By examining the state-value functions of our policy in all states, we can deduce that the motivated state is the most rewarding, which is why we should instruct our friend to reach it as quickly as possible and remain there.
I encourage you to consider developing alternative policy functions and evaluating them using the state-value function. While some of them may be more successful in the short term, they will not generate as much units of knowledge as our proposed theory in the long-term². If you want to dig deeper into the math behind MDPs, policies and value functions, I highly recommend "Reinforcement Learning – An Introduction" by Richard S. Sutton and Andrew G. Barto. Alternatively, I suggest checking out the "RL Course by David Silver" on YouTube.
What’s next?
What if our friend was not into music, but instead asked us to help them build a self-driving car, or our supervisor instructed our team to develop an improved recommender system? Unfortunately, discovering the optimal policy for our example will not help us much with other RL problems. Therefore, we need to devise algorithms that are capable of solving any finite MDP².
In the following blog posts you will explore how to apply various RL algorithms to practical examples. We will start with tabular solution methods, which are the simplest form of RL algorithms and are suitable for solving MDPs with small state and action spaces, such as the one in our example. We will then delve into deep learning to tackle more intricate RL problems with arbitrarily large state and action spaces, where tabular methods are no longer feasible. These approximate solutions methods will be the focus of the second part of this course. Finally, to conclude the course, we will cover some of the most innovative papers in the field of RL, providing a comprehensive analysis of each one, along with practical examples to illustrate the theory.
[1] In our case, the state-value function is simply equal to the discounted return. However, if the environment or the policy were to be nondeterministic, then we would need to sum over all the discounted returns, each weighted by their likelihood.

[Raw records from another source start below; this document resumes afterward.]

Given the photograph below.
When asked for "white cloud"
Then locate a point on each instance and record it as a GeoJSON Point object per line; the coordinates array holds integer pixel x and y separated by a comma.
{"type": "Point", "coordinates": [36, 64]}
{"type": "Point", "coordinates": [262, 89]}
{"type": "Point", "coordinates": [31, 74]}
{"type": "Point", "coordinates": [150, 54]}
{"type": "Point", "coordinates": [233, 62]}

[2] Proving that the proposed policy is truly optimal in the long run is beyond the scope of this blog post. However, I encourage those interested to seek out a proof as an exercise. I would start by defining a hypothetical optimal policy, then try to demonstrate that the value function of the proposed policy is greater than or equal to the value function of the optimal policy for every state of the environment.
[3] Not all RL problems fit the mathematically idealised form of finite MDPs. Many interesting RL problems require a relaxed formulation. Nevertheless, algorithms developed for finite MDPs will often perform well on RL problems that do not fit the strict formulation.